H23K-1016:
An Effective Parameter Screening Strategy for High Dimensional Watershed Models

Tuesday, 16 December 2014
Yogesh P Khare, Christopher J Martinez and Rafael Munoz-Carpena, University of Florida, Gainesville, FL, United States
Abstract:
Watershed simulation models can assess the impacts of natural and anthropogenic disturbances on natural systems. These models have become important tools for tackling a range of water resources problems through their implementation in the formulation and evaluation of Best Management Practices, Total Maximum Daily Loads, and Basin Management Action Plans. For accurate applications of watershed models they need to be thoroughly evaluated through global uncertainty and sensitivity analyses (UA/SA). However, due to the high dimensionality of these models such evaluation becomes extremely time- and resource-consuming. Parameter screening, the qualitative separation of important parameters, has been suggested as an essential step before applying rigorous evaluation techniques such as the Sobol’ and Fourier Amplitude Sensitivity Test (FAST) methods in the UA/SA framework.
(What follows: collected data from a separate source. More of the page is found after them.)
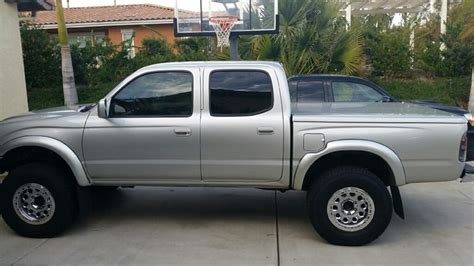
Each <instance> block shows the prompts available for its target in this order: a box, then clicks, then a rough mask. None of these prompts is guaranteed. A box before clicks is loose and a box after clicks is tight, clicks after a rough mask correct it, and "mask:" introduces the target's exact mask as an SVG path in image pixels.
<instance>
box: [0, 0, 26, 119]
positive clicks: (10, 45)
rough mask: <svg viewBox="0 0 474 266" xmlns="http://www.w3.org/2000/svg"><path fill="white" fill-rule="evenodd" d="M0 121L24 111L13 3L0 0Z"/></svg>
mask: <svg viewBox="0 0 474 266" xmlns="http://www.w3.org/2000/svg"><path fill="white" fill-rule="evenodd" d="M0 33H1V34H0V120H1V119H3V118H5V117H8V116H12V115H15V114H20V113H25V112H27V111H28V103H27V98H26V84H25V72H24V67H23V56H22V50H21V38H20V27H19V24H18V12H17V8H16V4H15V3H13V4H12V3H5V2H4V1H3V0H0Z"/></svg>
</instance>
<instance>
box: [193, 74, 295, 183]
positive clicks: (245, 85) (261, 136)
mask: <svg viewBox="0 0 474 266" xmlns="http://www.w3.org/2000/svg"><path fill="white" fill-rule="evenodd" d="M276 80H277V79H276V76H275V73H274V72H273V71H272V70H271V69H268V70H266V71H262V70H251V69H225V70H222V67H220V68H219V69H212V68H206V70H205V71H204V108H203V111H202V120H201V164H202V169H201V171H202V178H203V180H204V181H207V182H247V183H248V182H274V181H278V180H280V179H281V177H282V170H283V143H284V139H283V113H282V103H281V101H280V99H281V98H280V93H279V90H278V84H277V82H276ZM288 137H289V136H288Z"/></svg>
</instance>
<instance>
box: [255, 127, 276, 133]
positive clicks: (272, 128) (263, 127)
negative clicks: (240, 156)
mask: <svg viewBox="0 0 474 266" xmlns="http://www.w3.org/2000/svg"><path fill="white" fill-rule="evenodd" d="M257 131H258V134H259V135H273V134H274V133H275V130H274V129H273V127H259V128H258V129H257Z"/></svg>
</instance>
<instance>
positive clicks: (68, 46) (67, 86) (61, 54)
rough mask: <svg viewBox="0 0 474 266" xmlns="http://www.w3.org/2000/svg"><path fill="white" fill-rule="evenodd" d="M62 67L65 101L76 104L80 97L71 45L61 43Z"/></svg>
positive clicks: (63, 86)
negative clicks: (67, 44) (69, 46)
mask: <svg viewBox="0 0 474 266" xmlns="http://www.w3.org/2000/svg"><path fill="white" fill-rule="evenodd" d="M61 67H62V71H63V93H64V103H65V104H66V105H67V106H70V105H75V104H77V102H78V99H77V90H76V82H75V79H74V69H73V67H72V58H71V48H70V47H69V45H61Z"/></svg>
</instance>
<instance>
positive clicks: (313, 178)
mask: <svg viewBox="0 0 474 266" xmlns="http://www.w3.org/2000/svg"><path fill="white" fill-rule="evenodd" d="M341 157H345V159H344V160H343V161H344V163H346V164H352V165H355V166H357V165H361V163H365V164H367V162H374V163H375V165H373V167H372V165H371V164H368V165H364V166H367V168H369V170H373V171H375V172H377V171H379V172H380V173H383V174H384V175H385V176H384V179H385V180H383V181H384V182H385V183H386V184H387V185H391V186H401V185H404V184H406V178H405V170H404V168H403V164H402V162H401V160H400V158H399V157H398V156H397V155H396V154H395V152H394V151H392V150H391V149H390V148H388V147H386V146H384V145H382V144H380V143H377V142H373V141H366V140H340V141H334V142H329V143H328V144H327V147H326V149H325V150H323V151H321V152H319V153H309V154H306V155H305V156H303V158H302V159H301V160H300V161H299V164H298V166H297V168H296V171H295V174H294V178H293V188H294V189H296V190H305V189H307V186H308V184H310V183H311V182H312V181H313V179H314V178H316V177H317V175H318V173H317V171H316V170H318V169H321V167H322V168H324V169H327V168H331V166H333V167H336V166H337V163H338V161H336V159H338V158H339V159H340V158H341ZM348 158H350V160H348ZM370 168H372V169H370ZM315 171H316V173H315Z"/></svg>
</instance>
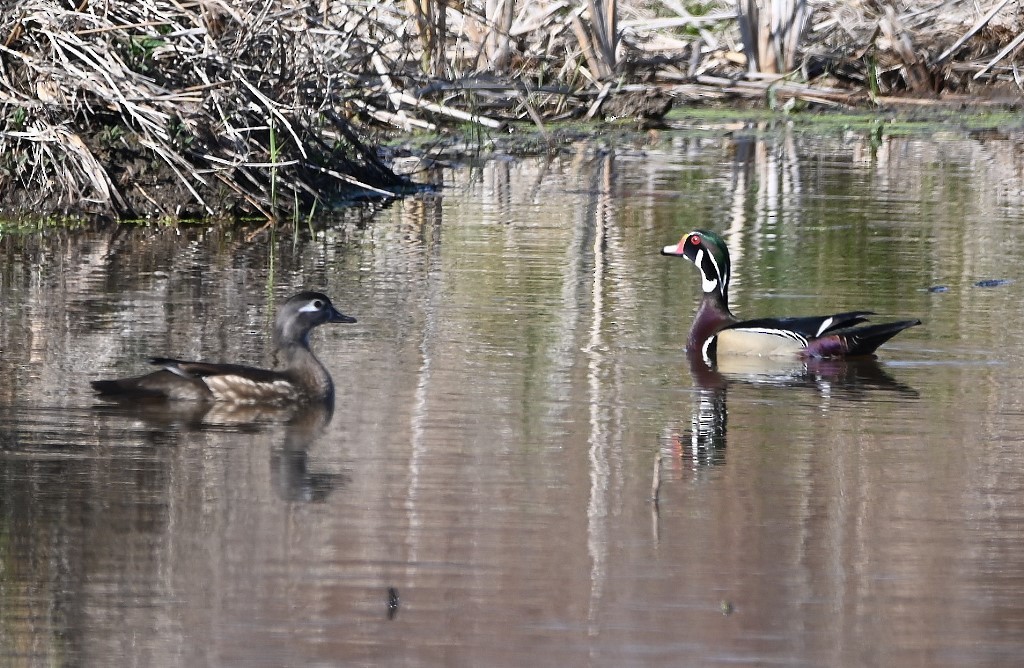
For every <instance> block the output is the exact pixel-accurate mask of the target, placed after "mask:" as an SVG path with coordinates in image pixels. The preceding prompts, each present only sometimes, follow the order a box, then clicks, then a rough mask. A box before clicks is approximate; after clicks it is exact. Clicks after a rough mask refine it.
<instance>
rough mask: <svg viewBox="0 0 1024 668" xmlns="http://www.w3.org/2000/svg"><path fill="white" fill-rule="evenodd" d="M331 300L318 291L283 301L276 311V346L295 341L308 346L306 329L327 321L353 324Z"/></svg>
mask: <svg viewBox="0 0 1024 668" xmlns="http://www.w3.org/2000/svg"><path fill="white" fill-rule="evenodd" d="M354 322H355V319H354V318H352V317H351V316H346V315H345V314H343V312H341V311H340V310H338V309H337V308H335V307H334V304H332V303H331V299H329V298H328V296H327V295H325V294H324V293H322V292H300V293H299V294H297V295H295V296H294V297H292V298H291V299H289V300H288V301H286V302H285V303H284V304H283V305H282V306H281V309H280V310H279V311H278V320H276V323H275V324H274V330H273V331H274V340H275V341H276V343H278V345H279V346H283V345H288V344H293V343H298V344H300V345H304V346H308V345H309V332H311V331H312V329H313V328H314V327H317V326H319V325H325V324H327V323H354Z"/></svg>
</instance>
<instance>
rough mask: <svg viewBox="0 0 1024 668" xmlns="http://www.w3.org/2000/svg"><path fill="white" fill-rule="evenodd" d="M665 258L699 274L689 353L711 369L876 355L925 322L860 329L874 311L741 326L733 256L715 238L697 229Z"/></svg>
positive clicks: (748, 321) (757, 323)
mask: <svg viewBox="0 0 1024 668" xmlns="http://www.w3.org/2000/svg"><path fill="white" fill-rule="evenodd" d="M662 254H663V255H675V256H676V257H685V258H686V259H688V260H690V261H691V262H693V263H694V264H695V265H696V267H697V268H698V269H700V284H701V287H702V288H703V298H702V299H701V300H700V307H699V308H698V309H697V315H696V317H695V318H694V319H693V326H692V327H690V335H689V339H688V340H687V342H686V349H687V351H689V352H691V353H695V352H697V351H699V356H700V358H701V359H702V360H703V362H705V363H706V364H708V365H713V364H715V362H716V360H717V359H718V358H719V357H721V356H727V354H728V356H735V354H748V356H762V357H781V356H797V357H801V358H836V357H847V356H860V354H872V353H873V352H874V349H876V348H878V347H879V346H880V345H882V344H883V343H885V342H886V341H888V340H889V339H891V338H892V337H894V336H896V335H897V334H899V333H900V332H901V331H903V330H904V329H906V328H908V327H913V326H914V325H921V321H920V320H904V321H899V322H896V323H886V324H883V325H867V326H864V327H856V326H857V325H859V324H861V323H863V322H866V321H867V316H873V315H874V314H873V311H870V310H853V311H849V312H845V314H835V315H831V316H820V317H809V318H764V319H761V320H748V321H740V320H738V319H737V318H736V317H735V316H733V315H732V312H731V311H730V310H729V296H728V291H729V278H730V274H729V250H728V248H727V247H726V245H725V242H724V241H723V240H722V238H721V237H719V236H718V235H716V234H715V233H713V232H707V231H705V229H694V231H693V232H691V233H689V234H687V235H686V236H684V237H683V238H682V239H681V240H680V241H679V243H678V244H676V245H674V246H666V247H665V248H664V249H662Z"/></svg>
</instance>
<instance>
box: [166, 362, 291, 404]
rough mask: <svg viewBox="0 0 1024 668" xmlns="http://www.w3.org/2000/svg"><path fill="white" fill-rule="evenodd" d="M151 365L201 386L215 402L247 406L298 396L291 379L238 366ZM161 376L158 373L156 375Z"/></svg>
mask: <svg viewBox="0 0 1024 668" xmlns="http://www.w3.org/2000/svg"><path fill="white" fill-rule="evenodd" d="M151 362H152V363H153V364H155V365H158V366H160V367H162V368H163V370H164V371H166V372H170V373H172V374H174V375H176V376H179V377H181V378H183V379H186V380H188V381H190V382H196V383H202V384H203V386H204V387H206V388H207V389H208V390H209V392H210V394H211V395H212V398H213V399H214V400H215V401H226V402H234V403H240V404H250V403H259V402H276V401H291V400H294V399H297V398H298V396H299V395H300V394H301V388H300V387H299V386H298V385H297V384H296V383H295V380H294V379H293V377H292V376H290V375H289V374H287V373H282V372H279V371H271V370H269V369H259V368H257V367H247V366H244V365H240V364H211V363H208V362H185V361H183V360H173V359H170V358H154V359H152V360H151ZM157 373H160V372H157Z"/></svg>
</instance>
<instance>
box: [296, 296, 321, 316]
mask: <svg viewBox="0 0 1024 668" xmlns="http://www.w3.org/2000/svg"><path fill="white" fill-rule="evenodd" d="M323 308H324V302H323V301H321V300H319V299H313V300H311V301H310V302H309V303H307V304H305V305H304V306H302V307H301V308H299V312H300V314H315V312H316V311H317V310H323Z"/></svg>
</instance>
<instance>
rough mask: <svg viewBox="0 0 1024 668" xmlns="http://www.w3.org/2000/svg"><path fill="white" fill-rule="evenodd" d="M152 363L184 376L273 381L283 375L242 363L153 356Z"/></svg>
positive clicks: (265, 369)
mask: <svg viewBox="0 0 1024 668" xmlns="http://www.w3.org/2000/svg"><path fill="white" fill-rule="evenodd" d="M150 364H153V365H156V366H158V367H162V368H163V369H165V370H167V371H170V372H171V373H173V374H175V375H177V376H181V377H182V378H209V377H210V376H238V377H241V378H248V379H249V380H251V381H253V382H268V383H272V382H273V381H275V380H281V379H282V375H281V373H279V372H276V371H271V370H269V369H260V368H258V367H247V366H245V365H241V364H213V363H210V362H186V361H184V360H175V359H173V358H151V359H150Z"/></svg>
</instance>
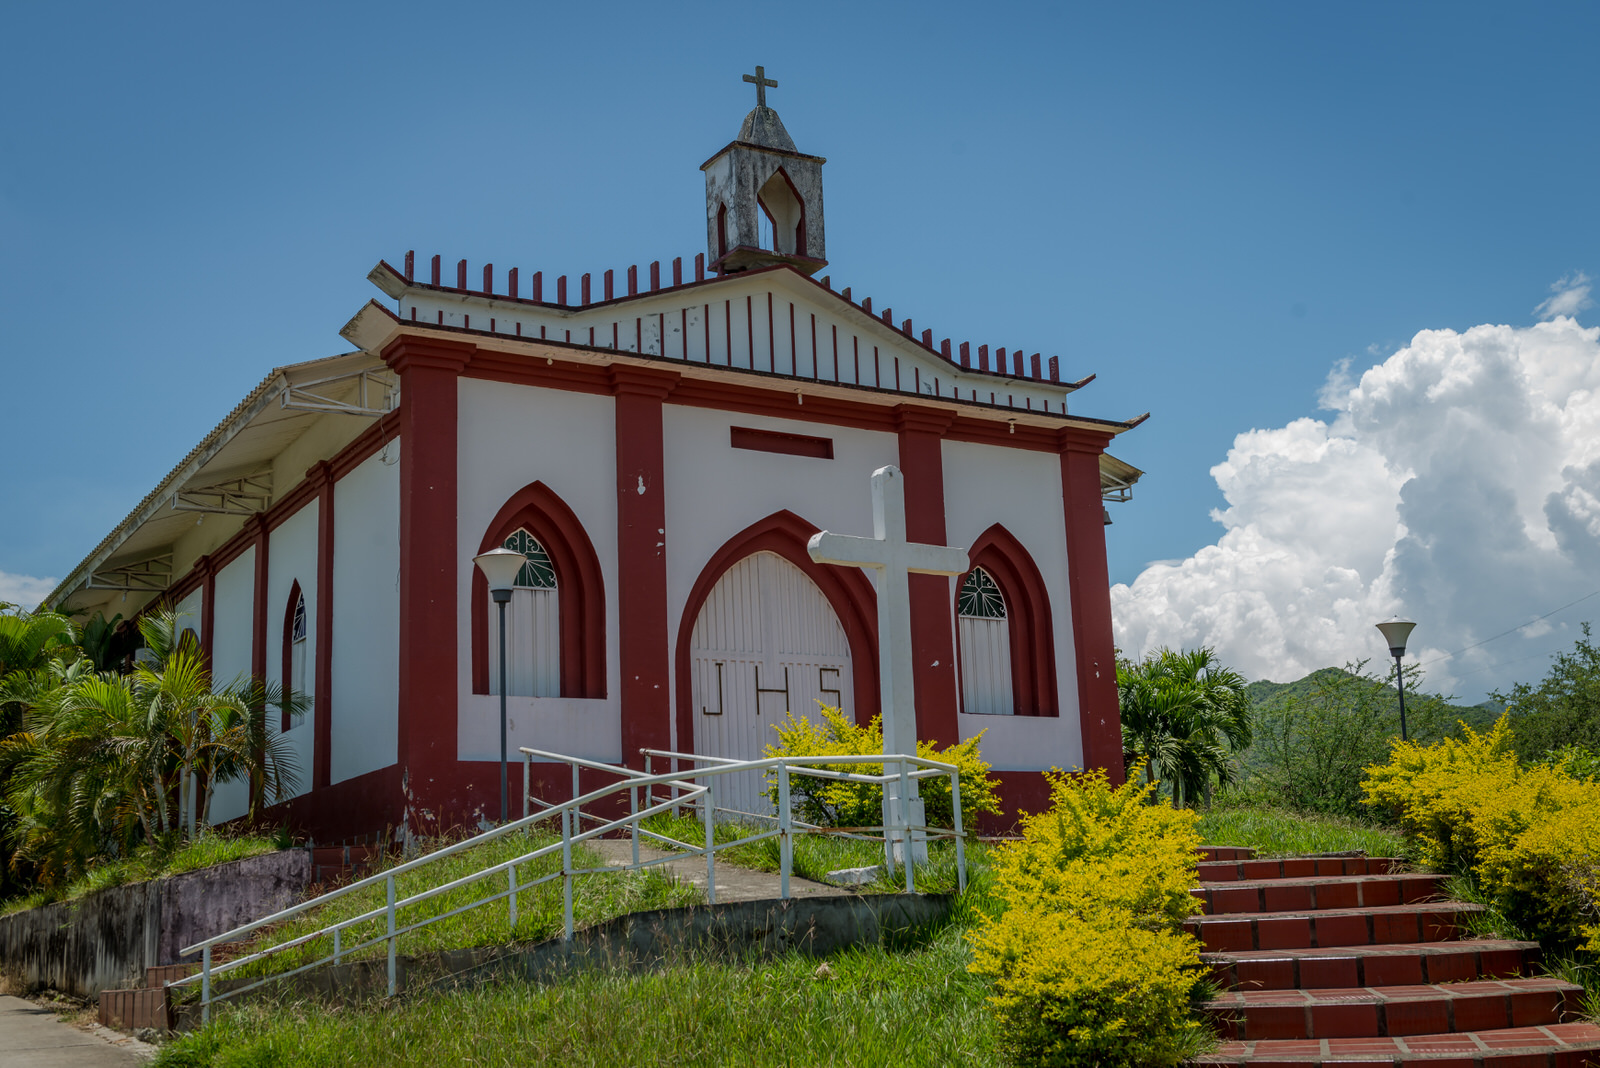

The method of elementary effects (EE) (Morris, 1991) is one of the most widely used screening methodologies. Some of the common parameter sampling strategies for EE, e.g. Optimized Trajectories [OT] (Campolongo et al., 2007) and Modified Optimized Trajectories [MOT] (Ruano et al., 2012), suffer from inconsistencies in the generated parameter distributions, infeasible sample generation time, etc. In this work, we have formulated a new parameter sampling strategy – Sampling for Uniformity (SU) - for parameter screening which is based on the principles of the uniformity of the generated parameter distributions and the spread of the parameter sample. A rigorous multi-criteria evaluation (time, distribution, spread and screening efficiency) of OT, MOT, and SU indicated that SU is superior to other sampling strategies. Comparison of the EE-based parameter importance rankings with those of Sobol’ helped to quantify the qualitativeness of the EE parameter screening approach, reinforcing the fact that one should use EE only to reduce the resource burden required by FAST/Sobol’ analyses but not to replace it.